2. Stopping things that aren’t effective is a great idea. Let me ask you this, though, in the context of the current discussion – knowing about “Anonymous” and other types of attackers changes exactly WHAT for you? What will you do differently? Where will you allocate more or less operational time? I think this kind of knowledge does exactly NOTHING for your overall security program unless a) you are a state agency that has to concern itself with groups of attackers that are politically motivated, or b) you have been specifically identified as a target, and need to react against a specific enemy.
While Dave may make a good point, he is ignoring the audience. The article was in CSO magazine, which is targeted at security leaders, not security do’ers. They need to be keeping an eye on the horizon.
As for spending more time doing things, it is far more important to evaluate the threats we really face so we can have a security posture grounded in current reality.
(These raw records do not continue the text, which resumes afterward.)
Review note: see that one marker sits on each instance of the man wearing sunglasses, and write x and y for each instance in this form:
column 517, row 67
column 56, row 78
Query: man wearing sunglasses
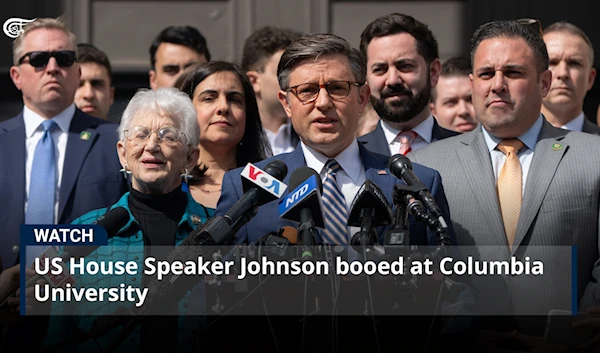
column 56, row 163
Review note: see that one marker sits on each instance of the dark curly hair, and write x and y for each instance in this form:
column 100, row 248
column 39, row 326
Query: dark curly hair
column 254, row 141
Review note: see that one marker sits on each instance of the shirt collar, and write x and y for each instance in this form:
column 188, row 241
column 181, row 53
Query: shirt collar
column 575, row 124
column 529, row 138
column 424, row 129
column 33, row 120
column 348, row 159
column 283, row 129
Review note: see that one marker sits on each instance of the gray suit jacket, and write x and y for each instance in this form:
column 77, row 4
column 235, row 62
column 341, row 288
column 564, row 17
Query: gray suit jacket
column 560, row 207
column 590, row 127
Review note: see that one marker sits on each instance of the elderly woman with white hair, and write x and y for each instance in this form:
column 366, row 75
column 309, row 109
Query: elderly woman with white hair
column 158, row 139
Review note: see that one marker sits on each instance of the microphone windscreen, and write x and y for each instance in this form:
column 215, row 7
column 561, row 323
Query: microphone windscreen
column 290, row 233
column 300, row 175
column 276, row 169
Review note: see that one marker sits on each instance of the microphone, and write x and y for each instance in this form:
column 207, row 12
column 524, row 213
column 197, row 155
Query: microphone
column 369, row 209
column 220, row 230
column 401, row 167
column 303, row 205
column 259, row 187
column 278, row 242
column 112, row 221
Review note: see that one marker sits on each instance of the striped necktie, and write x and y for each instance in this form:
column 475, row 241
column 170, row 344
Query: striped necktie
column 42, row 187
column 336, row 215
column 406, row 138
column 42, row 181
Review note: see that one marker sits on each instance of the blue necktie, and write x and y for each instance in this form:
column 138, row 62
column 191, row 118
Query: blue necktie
column 336, row 215
column 42, row 182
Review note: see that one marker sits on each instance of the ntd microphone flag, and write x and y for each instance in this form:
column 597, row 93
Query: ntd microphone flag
column 263, row 180
column 306, row 195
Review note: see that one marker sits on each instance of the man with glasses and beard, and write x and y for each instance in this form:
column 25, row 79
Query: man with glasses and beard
column 402, row 67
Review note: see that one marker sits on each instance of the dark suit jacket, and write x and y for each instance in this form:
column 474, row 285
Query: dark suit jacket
column 267, row 218
column 376, row 142
column 90, row 179
column 590, row 127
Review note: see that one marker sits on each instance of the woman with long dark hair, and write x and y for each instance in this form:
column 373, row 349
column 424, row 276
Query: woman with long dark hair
column 231, row 134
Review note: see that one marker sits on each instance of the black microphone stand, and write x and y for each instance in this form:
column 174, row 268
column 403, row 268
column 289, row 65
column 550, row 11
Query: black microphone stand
column 407, row 204
column 366, row 238
column 307, row 235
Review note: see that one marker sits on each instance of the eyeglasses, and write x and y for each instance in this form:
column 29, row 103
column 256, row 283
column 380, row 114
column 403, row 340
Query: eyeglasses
column 167, row 135
column 531, row 22
column 308, row 92
column 37, row 59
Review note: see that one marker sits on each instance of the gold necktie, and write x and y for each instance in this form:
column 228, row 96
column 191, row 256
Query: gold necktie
column 510, row 186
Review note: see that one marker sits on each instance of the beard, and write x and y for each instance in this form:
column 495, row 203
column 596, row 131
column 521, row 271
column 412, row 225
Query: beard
column 404, row 110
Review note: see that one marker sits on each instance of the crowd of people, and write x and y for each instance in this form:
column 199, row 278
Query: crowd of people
column 499, row 139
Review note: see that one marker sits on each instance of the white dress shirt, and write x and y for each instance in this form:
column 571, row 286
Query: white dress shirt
column 281, row 141
column 575, row 124
column 529, row 139
column 349, row 179
column 424, row 131
column 33, row 134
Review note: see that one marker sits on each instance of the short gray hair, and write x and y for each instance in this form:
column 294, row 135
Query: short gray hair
column 312, row 46
column 164, row 101
column 41, row 23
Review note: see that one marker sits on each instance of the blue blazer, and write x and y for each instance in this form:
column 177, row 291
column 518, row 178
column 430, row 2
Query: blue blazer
column 376, row 142
column 90, row 179
column 267, row 218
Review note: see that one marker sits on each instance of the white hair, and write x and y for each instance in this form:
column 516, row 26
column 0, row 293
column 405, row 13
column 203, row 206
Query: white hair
column 164, row 101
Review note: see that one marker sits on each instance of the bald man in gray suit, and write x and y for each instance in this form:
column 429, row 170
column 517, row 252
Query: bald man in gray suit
column 558, row 180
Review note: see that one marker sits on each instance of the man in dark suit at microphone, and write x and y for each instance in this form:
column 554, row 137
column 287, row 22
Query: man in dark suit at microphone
column 323, row 92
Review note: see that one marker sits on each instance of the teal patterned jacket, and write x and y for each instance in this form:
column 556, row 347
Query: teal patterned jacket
column 126, row 245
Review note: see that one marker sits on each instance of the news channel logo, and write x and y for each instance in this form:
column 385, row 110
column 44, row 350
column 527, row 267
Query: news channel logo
column 13, row 27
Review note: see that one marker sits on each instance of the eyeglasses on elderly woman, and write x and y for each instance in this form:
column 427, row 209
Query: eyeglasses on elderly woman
column 167, row 135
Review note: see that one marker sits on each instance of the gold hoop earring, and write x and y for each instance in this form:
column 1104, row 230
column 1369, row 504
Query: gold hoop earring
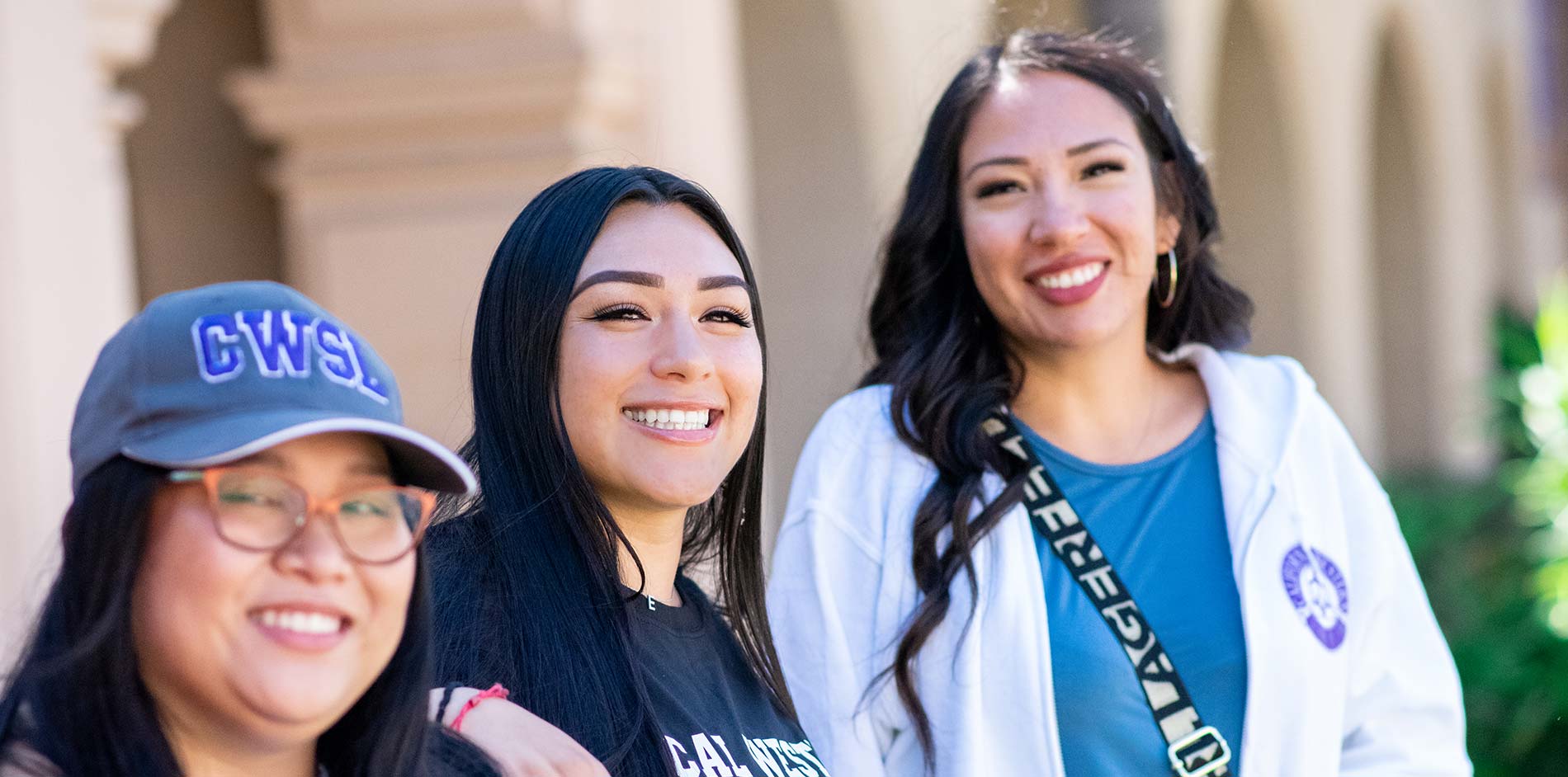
column 1170, row 294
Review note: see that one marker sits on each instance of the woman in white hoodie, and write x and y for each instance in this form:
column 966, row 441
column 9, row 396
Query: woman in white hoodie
column 1062, row 528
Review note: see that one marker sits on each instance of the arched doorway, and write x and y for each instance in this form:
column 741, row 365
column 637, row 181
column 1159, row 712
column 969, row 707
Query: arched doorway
column 201, row 212
column 1400, row 257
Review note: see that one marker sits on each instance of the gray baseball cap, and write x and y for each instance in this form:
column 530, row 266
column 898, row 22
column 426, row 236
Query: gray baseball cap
column 217, row 373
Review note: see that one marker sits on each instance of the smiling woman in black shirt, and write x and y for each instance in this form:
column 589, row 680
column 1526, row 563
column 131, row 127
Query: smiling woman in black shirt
column 618, row 369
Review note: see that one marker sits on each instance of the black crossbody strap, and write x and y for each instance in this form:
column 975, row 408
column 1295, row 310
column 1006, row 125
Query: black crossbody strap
column 1193, row 747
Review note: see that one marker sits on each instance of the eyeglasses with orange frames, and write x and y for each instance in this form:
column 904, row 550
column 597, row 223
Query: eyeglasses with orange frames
column 259, row 510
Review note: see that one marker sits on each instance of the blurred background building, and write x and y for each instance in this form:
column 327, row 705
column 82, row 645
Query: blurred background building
column 1388, row 171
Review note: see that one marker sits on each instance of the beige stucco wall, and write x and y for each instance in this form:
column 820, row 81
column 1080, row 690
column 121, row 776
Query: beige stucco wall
column 66, row 276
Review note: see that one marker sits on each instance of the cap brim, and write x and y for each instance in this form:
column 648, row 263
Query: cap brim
column 419, row 459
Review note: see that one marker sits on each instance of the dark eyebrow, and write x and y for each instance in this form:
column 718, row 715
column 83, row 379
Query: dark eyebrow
column 721, row 282
column 1085, row 148
column 1074, row 151
column 620, row 276
column 994, row 160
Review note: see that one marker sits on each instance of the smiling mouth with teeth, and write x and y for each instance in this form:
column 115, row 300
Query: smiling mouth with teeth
column 672, row 420
column 1073, row 278
column 301, row 622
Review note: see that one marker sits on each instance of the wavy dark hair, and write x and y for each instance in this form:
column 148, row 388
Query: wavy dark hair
column 78, row 698
column 527, row 585
column 941, row 348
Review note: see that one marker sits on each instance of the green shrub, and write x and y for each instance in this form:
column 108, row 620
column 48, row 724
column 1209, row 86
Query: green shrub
column 1495, row 555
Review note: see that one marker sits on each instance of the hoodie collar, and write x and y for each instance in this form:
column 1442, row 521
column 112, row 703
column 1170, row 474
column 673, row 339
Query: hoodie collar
column 1254, row 414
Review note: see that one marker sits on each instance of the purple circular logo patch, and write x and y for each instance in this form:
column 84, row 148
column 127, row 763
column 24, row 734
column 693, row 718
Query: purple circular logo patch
column 1317, row 590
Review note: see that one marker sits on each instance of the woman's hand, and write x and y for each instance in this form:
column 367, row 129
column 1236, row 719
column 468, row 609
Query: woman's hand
column 519, row 742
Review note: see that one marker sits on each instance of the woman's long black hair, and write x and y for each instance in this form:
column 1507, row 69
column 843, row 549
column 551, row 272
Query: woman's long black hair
column 941, row 348
column 78, row 698
column 527, row 585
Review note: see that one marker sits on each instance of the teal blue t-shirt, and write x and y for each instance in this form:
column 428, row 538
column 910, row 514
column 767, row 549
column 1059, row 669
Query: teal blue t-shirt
column 1162, row 525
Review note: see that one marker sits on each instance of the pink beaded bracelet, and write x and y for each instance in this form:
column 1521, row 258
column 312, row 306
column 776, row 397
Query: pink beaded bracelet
column 496, row 691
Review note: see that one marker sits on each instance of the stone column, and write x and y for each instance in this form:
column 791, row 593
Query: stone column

We need to _stop_ doing some things that aren’t effective so we can find that additional 10% of time. Knowing the difference between what works and what doesn’t takes time, but it is time well spent.
Hi RH,
Except that i’m not. I’ve been there, and appreciate the whole “water cooler” thing. However, i see way too many security managers who wrap themselves in “governance” and rhetoric. C’mon. I’m not ignorant to understanding the risk and threat landscape. But all talk, and reciting the latest incedible “news story” does … What? Ours is a discipline technical in nature, and relies on technical acumen to fully understand and articulate risk. If your career is built on “water cooler” topics, i’ll likely be reading about your organization in the news in the future. I for one have had enough of the “strategists” with no tactical knowledge or understanding.
Both of them are looking at different layers of the same pie.
CEOs and boards are not oblivious to security anymore. Its coming at them from their news shows (Stuxnet, Facebook-olutions in the ME), their kids (Sony PSN going down (and up, and down)), their government, etc. etc.
They want to know where they stand in the scheme of things without listening to the ages-old FUD. For those that need to do this explaining (and thus get the funding) and then to also better allocate those funds, Josh’s layer of the pie (the dough?) is the focus, his analysis, more than just being a different way of looking at the threat models also is closer to a non-security person’s way of looking at the world.
I think Dave mistakenly underestimates the importance of the water-cooler.